GrainCorp Falls on Report Australia to Veto Deal: Sydney Mover

GrainCorp Ltd., eastern Australia’s largest crop handler, fell the most in 15 months after a newspaper report that the nation’s premier may block the A$2.2 billion ($2.1 billion) takeover by Archer-Daniels-Midland Co.

GrainCorp slumped 4 percent to A$11.70 in Sydney, compared with Decatur, Illinois-based ADM’s A$12.20 a share bid. It was its biggest drop since Aug. 31, 2012. Prime Minister Tony Abbott is poised to veto the deal or impose conditions that would make it unviable, the West Australian newspaper said, citing ruling coalition lawmakers it didn’t identify.

The proposed takeover has sparked tension in Abbott’s ruling coalition with some members of the rural-based National Party, including Deputy Prime Minister Warren Truss opposing it on national interest grounds. Liberal Party-member and Treasurer Joe Hockey, who is due to rule on the proposal by Dec. 17 following a recommendation from Australia’s Foreign Investment Review Board, has said he wouldn’t be pressured by opposition to a foreign acquisition of GrainCorp.

“It’s a reflection of the long history of different philosophical positions from the members of the coalition,” said Stephen Stockwell, a political analyst at Griffith University in Brisbane, adding that some National Party legislators take a protectionist stance on the agricultural sector. “While it’s possible to paper over these things in opposition, the reality is that they are exacerbated when it comes to being in government and making decisions.”
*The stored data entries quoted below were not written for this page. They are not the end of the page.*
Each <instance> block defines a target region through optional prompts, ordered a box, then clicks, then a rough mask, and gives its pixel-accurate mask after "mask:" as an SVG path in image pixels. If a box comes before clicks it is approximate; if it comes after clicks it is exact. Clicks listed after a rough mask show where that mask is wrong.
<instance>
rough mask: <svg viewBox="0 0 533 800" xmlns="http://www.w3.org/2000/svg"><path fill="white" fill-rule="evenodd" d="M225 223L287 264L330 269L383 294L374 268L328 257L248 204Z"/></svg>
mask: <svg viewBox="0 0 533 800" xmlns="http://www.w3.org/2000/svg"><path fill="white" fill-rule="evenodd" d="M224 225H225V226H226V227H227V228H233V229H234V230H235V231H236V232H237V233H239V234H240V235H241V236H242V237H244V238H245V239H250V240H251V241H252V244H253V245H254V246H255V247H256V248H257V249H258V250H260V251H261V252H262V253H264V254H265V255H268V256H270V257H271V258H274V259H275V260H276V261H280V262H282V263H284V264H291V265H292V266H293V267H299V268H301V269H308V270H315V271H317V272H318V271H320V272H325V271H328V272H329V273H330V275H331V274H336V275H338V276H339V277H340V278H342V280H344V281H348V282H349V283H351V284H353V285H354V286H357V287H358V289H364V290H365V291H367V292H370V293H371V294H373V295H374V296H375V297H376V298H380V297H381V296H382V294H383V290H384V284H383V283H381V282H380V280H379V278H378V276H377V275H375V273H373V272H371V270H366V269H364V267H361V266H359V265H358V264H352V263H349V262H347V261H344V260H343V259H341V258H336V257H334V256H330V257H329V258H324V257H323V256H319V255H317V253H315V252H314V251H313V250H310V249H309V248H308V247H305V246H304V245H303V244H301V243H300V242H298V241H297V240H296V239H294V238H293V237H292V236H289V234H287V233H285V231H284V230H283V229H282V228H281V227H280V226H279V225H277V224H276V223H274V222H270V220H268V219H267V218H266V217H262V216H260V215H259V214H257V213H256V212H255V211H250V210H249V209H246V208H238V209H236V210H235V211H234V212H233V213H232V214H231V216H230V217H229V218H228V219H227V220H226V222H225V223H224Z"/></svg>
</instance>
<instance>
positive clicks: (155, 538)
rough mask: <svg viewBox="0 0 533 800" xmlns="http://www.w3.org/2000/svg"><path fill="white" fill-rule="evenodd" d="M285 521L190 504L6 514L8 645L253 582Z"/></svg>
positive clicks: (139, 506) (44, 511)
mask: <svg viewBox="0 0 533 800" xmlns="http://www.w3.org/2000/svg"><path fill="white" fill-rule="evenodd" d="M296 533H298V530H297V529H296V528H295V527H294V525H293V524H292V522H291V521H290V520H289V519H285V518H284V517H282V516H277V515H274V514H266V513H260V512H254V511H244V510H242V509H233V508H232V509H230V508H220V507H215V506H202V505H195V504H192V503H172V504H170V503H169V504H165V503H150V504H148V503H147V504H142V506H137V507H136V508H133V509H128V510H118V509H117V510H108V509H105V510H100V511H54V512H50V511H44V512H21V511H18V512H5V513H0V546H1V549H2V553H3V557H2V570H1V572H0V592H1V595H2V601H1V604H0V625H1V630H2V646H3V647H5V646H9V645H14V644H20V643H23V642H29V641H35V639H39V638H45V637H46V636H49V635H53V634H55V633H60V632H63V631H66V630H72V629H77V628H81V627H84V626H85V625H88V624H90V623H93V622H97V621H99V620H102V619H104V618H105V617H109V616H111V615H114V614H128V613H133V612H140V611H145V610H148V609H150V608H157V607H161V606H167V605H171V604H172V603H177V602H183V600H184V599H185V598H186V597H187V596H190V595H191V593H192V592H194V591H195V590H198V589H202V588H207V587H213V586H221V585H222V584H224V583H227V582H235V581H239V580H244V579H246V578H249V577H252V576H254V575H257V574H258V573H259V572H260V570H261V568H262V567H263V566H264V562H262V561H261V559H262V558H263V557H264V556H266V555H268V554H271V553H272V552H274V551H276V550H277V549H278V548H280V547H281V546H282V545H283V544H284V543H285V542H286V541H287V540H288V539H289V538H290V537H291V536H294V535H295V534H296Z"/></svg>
The Foreign Acquisitions and Takeovers Act 1975 states only the treasurer can make a final decision on purchases by overseas entities, Gemma Daley, the spokeswoman for Hockey said by phone, declining to comment further. “These matters, as they always should be, are a matter for FIRB and the Treasurer,” the prime minister’s office said in an e-mailed statement today.

Singapore Blocked

GrainCorp’s share price has moved “in response to this media speculation,” over Hockey’s decision, the company said in a statement to Australia’s stock exchange. GrainCorp isn’t aware of any material information that hasn’t been previously disclosed to the market.

“It could be the source of further downside in the short term,” Stan Shamu, a Melbourne-based market strategist at IG Ltd. said by phone.

Should the deal be blocked, it would be the biggest such ruling since the government rejected the proposed takeover of the Australian Securities Exchange by the Singapore Stock Exchange. That cash-and-share deal was valued at A$8.4 billion when it was made in October 2010.

Truss said Nov. 3 that Australia, the world’s third-largest shipper of wheat, would lose out under the sale by relinquishing control of its food security. The deal also requires clearance from China’s Ministry of Commerce, as it will give ADM control over seven of the eight ports that ship grain in bulk from Australia’s east coast.

Grower Opposition

Growers’ groups from three Australian states met Nov. 14 with Foreign Investment Review Board and advisers to Hockey to raise concerns over the planned deal, said Brett Hosking, grains president for the Victorian Farmers Federation. Farmers are concerned that ADM may restrict access to ports, or raise fees for grain storage, he said.

“It just doesn’t appear to meet the national interest, in that there isn’t any benefit to growers,” Hosking, a farmer of wheat, barley and canola in Quambatook, in Victoria state, said today by phone. “It won’t even retain the status quo, the deal could hamper competition in the grains industry.”

If successful, ADM will seek to “operate in a competitive landscape where growers in eastern Australia have choices for storage and handling of their grain,” the company’s grains president Ian Pinner told a Senate inquiry in June.

Opponents of the deal are indulging in “pure fantasy” in believing Australia’s agricultural industry can grow without foreign investment, GrainCorp Chief Executive Officer Alison Watkins said Nov. 7 in a Sydney speech.

“For an industry that has relied on the rest of the world for so much of our demand and investment, we simply cannot afford to ditch an approach of proven success at this critical time,” she said.